Warren Bailey is an internationally recognized instrument maker and restoration expert specializing in the violin family including violins, violas and cellos. His more than 15-year tenure in this unique vocation has been spent working for some of the world’s most prestigious violin dealers, private owners, collectors and museums.
From his base in Victoria, Canada, Bailey repairs instruments from throughout the world most frequently from London and New York. Tradition rules in Bailey’s practice, his trade philosophy is conservation, conservation, and conservation. He believes in restoring and maintaining an instrument to its full potential, and often works with instruments that are hundreds of years old. Collaborating on elite instrument makes such as Stradivarius, Del Gesu and Montagnana, Bailey makes a personal connection with the instrument’s owner for each job. This includes traveling to receive the instruments he works on and personally delivering them back to the owner.
Always gifted when it came to working with his hands, British-born Bailey came to the profession first as a woodworker who designed and crafted furniture. He studied the making and repair of instruments in the violin family at England’s Newark and Sherwood College. He began his career in restoration under the guidance of some of the most renowned dealers in the industry such as Florian Leonhard, J&A Beare and W.E. Hills & Sons of London.
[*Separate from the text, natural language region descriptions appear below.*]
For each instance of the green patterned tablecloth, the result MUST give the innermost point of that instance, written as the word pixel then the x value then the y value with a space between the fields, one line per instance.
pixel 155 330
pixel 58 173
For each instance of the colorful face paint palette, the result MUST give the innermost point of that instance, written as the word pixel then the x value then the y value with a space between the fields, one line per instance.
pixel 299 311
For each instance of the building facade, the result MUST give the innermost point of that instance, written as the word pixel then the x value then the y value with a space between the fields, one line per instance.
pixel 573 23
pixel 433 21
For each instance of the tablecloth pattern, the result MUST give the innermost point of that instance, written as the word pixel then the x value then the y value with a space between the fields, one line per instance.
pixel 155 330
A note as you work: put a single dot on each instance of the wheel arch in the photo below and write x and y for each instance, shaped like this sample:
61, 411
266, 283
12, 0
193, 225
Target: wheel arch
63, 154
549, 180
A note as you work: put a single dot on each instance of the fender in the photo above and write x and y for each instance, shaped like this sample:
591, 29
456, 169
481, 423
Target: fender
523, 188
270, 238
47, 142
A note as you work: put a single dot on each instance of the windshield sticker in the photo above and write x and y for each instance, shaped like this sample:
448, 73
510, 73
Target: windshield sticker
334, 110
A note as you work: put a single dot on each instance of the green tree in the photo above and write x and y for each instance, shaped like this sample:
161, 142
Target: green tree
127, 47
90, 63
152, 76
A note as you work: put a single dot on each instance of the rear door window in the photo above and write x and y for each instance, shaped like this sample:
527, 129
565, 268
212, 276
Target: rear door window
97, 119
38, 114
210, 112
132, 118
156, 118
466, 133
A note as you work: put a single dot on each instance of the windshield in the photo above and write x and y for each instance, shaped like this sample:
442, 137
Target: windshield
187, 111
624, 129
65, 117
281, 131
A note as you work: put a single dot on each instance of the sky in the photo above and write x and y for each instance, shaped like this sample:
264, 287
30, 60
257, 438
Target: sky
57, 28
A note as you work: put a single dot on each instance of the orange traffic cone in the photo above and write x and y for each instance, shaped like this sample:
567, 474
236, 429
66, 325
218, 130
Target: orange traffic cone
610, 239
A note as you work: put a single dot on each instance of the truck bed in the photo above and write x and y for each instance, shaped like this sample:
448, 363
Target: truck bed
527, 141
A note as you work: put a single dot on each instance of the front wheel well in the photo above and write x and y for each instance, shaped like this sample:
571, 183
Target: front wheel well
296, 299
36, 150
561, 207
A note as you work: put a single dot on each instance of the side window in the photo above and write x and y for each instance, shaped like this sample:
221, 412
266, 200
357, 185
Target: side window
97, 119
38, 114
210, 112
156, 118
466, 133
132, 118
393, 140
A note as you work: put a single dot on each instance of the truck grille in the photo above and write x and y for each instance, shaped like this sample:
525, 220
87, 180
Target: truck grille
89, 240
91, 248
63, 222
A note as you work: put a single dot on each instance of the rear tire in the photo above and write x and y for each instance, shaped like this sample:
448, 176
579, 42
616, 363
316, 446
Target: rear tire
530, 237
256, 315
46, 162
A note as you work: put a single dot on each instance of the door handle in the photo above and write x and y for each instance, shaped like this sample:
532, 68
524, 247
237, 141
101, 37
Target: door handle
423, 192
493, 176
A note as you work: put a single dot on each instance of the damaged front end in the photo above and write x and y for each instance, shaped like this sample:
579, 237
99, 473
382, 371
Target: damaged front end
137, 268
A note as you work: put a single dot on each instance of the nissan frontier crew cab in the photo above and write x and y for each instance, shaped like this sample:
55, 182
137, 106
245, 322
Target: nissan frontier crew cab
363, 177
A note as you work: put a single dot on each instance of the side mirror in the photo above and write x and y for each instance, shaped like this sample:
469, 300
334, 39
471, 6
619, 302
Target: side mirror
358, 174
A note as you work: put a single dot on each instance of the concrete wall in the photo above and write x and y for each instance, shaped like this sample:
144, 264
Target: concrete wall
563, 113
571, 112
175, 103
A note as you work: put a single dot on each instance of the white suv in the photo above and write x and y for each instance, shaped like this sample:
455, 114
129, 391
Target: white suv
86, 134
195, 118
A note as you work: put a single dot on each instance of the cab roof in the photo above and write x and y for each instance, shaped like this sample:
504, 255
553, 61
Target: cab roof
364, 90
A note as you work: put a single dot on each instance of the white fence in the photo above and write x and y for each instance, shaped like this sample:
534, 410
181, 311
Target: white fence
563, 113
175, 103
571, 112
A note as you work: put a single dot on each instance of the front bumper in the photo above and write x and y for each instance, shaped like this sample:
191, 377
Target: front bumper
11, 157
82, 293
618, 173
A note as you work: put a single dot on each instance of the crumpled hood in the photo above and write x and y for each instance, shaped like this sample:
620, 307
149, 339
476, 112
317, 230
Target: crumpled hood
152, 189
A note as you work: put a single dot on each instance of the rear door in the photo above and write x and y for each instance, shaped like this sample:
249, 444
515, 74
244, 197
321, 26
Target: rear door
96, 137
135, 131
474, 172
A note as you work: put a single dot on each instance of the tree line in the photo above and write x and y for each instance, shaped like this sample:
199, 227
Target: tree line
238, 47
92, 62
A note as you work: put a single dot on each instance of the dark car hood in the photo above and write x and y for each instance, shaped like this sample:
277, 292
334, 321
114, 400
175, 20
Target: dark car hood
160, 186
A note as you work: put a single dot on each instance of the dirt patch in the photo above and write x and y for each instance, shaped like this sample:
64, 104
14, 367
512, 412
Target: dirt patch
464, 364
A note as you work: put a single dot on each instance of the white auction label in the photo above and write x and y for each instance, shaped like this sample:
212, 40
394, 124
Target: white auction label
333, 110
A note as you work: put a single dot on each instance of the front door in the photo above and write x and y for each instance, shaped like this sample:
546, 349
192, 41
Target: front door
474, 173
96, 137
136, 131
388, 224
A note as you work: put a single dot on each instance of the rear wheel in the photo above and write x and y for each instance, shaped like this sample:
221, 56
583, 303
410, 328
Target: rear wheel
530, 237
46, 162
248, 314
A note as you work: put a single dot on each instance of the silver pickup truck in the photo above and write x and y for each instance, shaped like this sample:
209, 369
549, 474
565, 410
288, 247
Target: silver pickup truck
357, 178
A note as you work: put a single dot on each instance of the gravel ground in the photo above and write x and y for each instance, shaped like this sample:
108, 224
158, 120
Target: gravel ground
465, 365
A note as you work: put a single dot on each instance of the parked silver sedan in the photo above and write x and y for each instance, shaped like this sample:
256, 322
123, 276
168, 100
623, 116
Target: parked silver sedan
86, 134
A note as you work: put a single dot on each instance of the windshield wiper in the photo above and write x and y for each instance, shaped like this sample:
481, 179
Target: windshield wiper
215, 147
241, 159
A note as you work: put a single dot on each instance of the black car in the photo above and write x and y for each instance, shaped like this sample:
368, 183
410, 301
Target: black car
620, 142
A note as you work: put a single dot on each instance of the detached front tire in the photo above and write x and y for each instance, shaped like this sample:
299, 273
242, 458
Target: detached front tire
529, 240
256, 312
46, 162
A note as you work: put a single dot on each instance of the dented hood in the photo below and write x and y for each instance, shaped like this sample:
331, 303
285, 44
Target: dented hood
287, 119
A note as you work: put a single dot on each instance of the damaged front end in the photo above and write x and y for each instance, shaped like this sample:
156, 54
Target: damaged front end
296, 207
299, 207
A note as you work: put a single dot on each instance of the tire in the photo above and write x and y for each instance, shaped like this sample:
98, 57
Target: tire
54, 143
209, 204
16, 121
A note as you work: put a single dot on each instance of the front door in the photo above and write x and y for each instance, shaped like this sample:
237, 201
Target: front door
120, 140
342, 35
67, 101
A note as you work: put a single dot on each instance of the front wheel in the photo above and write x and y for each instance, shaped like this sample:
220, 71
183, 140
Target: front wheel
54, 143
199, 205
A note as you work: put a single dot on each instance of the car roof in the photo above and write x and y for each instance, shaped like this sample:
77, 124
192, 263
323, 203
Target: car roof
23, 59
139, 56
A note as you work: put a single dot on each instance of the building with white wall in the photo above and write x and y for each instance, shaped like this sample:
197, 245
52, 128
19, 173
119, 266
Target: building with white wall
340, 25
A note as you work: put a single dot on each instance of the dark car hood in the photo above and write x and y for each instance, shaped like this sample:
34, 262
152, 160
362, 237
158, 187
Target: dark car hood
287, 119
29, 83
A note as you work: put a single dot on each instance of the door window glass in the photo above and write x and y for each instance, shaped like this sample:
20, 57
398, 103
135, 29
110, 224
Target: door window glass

Bailey has had the honour of restoring instruments originally crafted by some of the fathers of the golden age of violin making such as Antonio Stradivari, G.B Guadagnini, Lorenzo Storioni and Gioffreddo Cappa.
Above all, Bailey feels fortunate to have found his calling. “Each instrument is beautiful and has its own personality,” says Bailey. “The markings tell me a story of craftsmen who have worked on it in the past and I love to unlock the little secrets of its history.” Bailey finds the more repair an instrument needs, the more satisfying the work.
Although he is not a musician himself, Bailey likes nothing more than to hear the instruments he has worked on played in concert once complete. Call it the sound of satisfaction; his work is finished when an instrument has been restored to its past greatness and an audience is mesmerized by the musician’s song.